Second fidaxomicin Phase 3 clinical study data in patients with CDI to be presented at DDW 2010

Optimer Pharmaceuticals, Inc. (Nasdaq: OPTR) announced the presentation of new data from its second fidaxomicin Phase 3 clinical study in patients with Clostridium difficile infection (CDI).  The data, presented by Stuart Johnson, M.D. during an oral session at the annual meeting of Digestive Disease Week (DDW) in New Orleans, indicated that treatment with fidaxomicin significantly improved the recurrence rate and global cure rate in CDI patients requiring concomitant antibiotics, compared to vancomycin.

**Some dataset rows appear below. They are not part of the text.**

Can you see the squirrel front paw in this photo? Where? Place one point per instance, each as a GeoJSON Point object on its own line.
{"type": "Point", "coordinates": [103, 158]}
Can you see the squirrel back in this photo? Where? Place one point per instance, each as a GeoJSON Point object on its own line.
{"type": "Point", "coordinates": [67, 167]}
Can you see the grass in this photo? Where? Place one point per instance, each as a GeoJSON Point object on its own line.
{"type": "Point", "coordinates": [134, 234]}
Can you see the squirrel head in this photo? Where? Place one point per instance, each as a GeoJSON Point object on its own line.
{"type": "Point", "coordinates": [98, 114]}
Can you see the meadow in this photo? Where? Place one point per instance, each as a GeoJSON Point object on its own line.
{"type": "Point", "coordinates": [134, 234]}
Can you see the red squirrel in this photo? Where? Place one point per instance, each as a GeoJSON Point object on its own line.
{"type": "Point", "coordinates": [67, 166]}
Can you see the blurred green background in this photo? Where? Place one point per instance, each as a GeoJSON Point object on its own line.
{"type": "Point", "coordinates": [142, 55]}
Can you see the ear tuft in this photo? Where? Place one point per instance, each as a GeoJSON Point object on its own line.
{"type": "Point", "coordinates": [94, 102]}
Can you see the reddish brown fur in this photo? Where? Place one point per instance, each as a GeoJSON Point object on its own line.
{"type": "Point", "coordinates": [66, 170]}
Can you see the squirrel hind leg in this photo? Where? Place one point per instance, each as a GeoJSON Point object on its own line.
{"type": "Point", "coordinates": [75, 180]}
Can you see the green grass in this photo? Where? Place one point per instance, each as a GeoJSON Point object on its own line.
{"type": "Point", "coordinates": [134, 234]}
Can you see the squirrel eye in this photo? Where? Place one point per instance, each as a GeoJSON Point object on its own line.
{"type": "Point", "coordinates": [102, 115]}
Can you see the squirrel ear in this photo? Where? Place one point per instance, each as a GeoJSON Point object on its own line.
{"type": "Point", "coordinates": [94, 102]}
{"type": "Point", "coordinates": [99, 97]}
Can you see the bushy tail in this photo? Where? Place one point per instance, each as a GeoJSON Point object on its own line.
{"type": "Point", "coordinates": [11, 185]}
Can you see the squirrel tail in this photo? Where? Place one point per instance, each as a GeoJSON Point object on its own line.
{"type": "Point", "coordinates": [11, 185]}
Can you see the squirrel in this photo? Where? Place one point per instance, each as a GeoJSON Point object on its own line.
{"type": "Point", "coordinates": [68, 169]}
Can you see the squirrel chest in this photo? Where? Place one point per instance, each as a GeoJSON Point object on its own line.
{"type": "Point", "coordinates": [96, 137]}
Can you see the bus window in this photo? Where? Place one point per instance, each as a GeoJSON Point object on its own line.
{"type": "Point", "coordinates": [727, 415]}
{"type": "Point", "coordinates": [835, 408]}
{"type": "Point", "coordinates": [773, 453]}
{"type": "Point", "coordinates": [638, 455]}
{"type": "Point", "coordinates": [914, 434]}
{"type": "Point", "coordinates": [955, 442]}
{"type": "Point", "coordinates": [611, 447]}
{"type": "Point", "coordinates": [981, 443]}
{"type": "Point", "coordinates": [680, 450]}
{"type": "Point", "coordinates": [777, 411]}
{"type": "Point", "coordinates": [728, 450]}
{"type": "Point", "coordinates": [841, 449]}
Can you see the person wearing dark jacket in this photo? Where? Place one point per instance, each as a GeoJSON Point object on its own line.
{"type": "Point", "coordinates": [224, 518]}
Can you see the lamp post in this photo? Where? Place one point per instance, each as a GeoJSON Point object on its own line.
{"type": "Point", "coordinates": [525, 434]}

Many patients have persistent infections or develop new infections during the course of CDI treatment.  In these situations, additional concomitant antibiotics often must be administered, which can have a negative effect by increasing recurrences and lowering global cures of CDI.  In the study presented by Dr. Johnson, 59% of subjects were receiving concomitant antibiotics during CDI treatment. New data from analyses of the study showed that, among subjects who were receiving concomitant antibiotics, treatment with fidaxomicin resulted in a significantly lower recurrence rate compared to treatment with vancomycin (17.6% vs. 29.5%,>

"The data presented today confirm the benefits of fidaxomicin in CDI treatment even when patients require concomitant antibiotics, a common scenario during CDI treatment," said Stuart Johnson, M.D., Infectious Disease Section, Loyola University Medical Center and Hines VA Hospital. "More importantly, fidaxomicin is the first CDI antibiotic treatment to show significantly lower recurrence rates over the only FDA approved therapy for CDI."

Dr. Johnson also presented the previously announced top-line results, baseline demographic, disease characteristics, and data related to subgroup analysis of the BI/NAP1/027 strain and the non-BI/NAP1/027 strains of Clostridium difficile.

Fidaxomicin Clinical Study Design

The second fidaxomicin Phase 3 clinical study was a multi-center, randomized, double-blind clinical trial, which enrolled 535 adult subjects.  Subjects with confirmed CDI received either fidaxomicin (200 mg q12h) or Vancocin (125 mg q6h). This study was conducted in approximately 100 clinical sites throughout North America and Europe.  The study was designed to evaluate safety and compare the response to treatment in subjects during and after a 10-day course of therapy. Non-inferiority in clinical cure (defined as patients requiring no further CDI therapy two days after completion of study medication, as determined by the investigator) compared to Vancocin was the primary endpoint.  If cured, subjects were monitored for a subsequent four-week period to evaluate recurrence, which was a secondary endpoint.  Global cure, also a secondary endpoint, was defined as patients who were cured and did not have a recurrence during this subsequent four-week period.